One of these vigorous members is Dr. Clayton Alfonso, Associate Professor at Duke University and practices OB-GYN and ACOGS legislative chairman in North Carolina. Alfonso said when the federal support for Medicaid changes, North Carolina, has a kind of trigger law that ends the expansion of Medicaid. That would end the reporting for around 660,000 people, he said.

Alfonso went to Washington, DC with other doctors from his state in March, and in the time since then he has sent his representatives by e -mail to both sides of the aisle, but did not receive an answer.

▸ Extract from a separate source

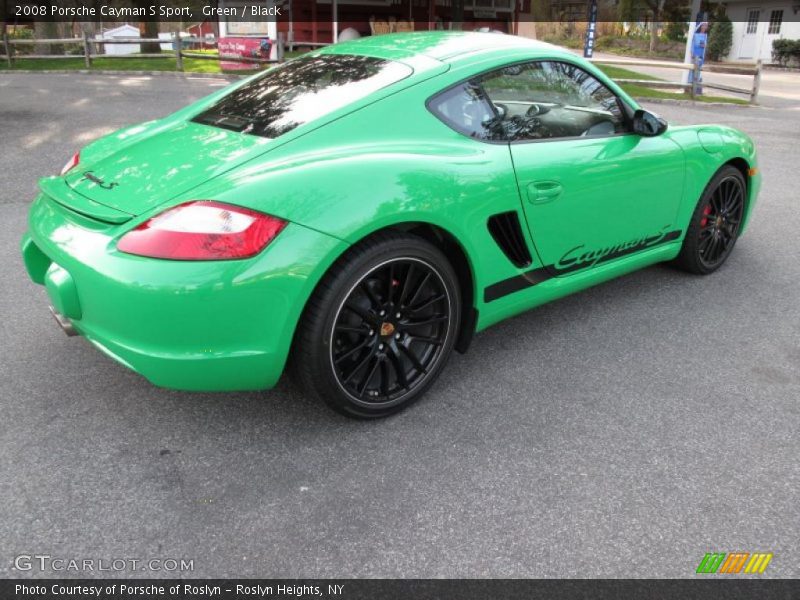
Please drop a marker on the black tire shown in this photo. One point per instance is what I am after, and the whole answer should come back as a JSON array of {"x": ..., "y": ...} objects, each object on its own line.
[
  {"x": 715, "y": 224},
  {"x": 353, "y": 351}
]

“Many of our (medical) residents here at Duke also made some telephone call trees and left news and things like that,” he said. “As much as we keep trying to speak at the federal level, we were not very lucky.”

But even without answers, he hopes that your messages will break through. And he said he sees how people go into more than in the past because the recent events lead them to action.

“We observe how the institutions that we have not seen through various administrations are suddenly completely gutted,” he said, quoting in the centers for the control and prevention of diseases, the national institutes of health and other agencies as well as the deposition of vaccination programs and others.

Alfonso said the problem was essential to him because he sees it as part of human dignity to maintain health care and not to become bankrupt. If you take off your insurance people, she will only separate them from the rest of the society, he said and create deeper health inequalities.

Lord, who has friends who are still in rural areas of Maine Doulas, said that she has also seen a stronger commitment in her interest groups.

“There is a kind of passion or fire that lights up in all of us,” said Lord. “We won’t give up easily.”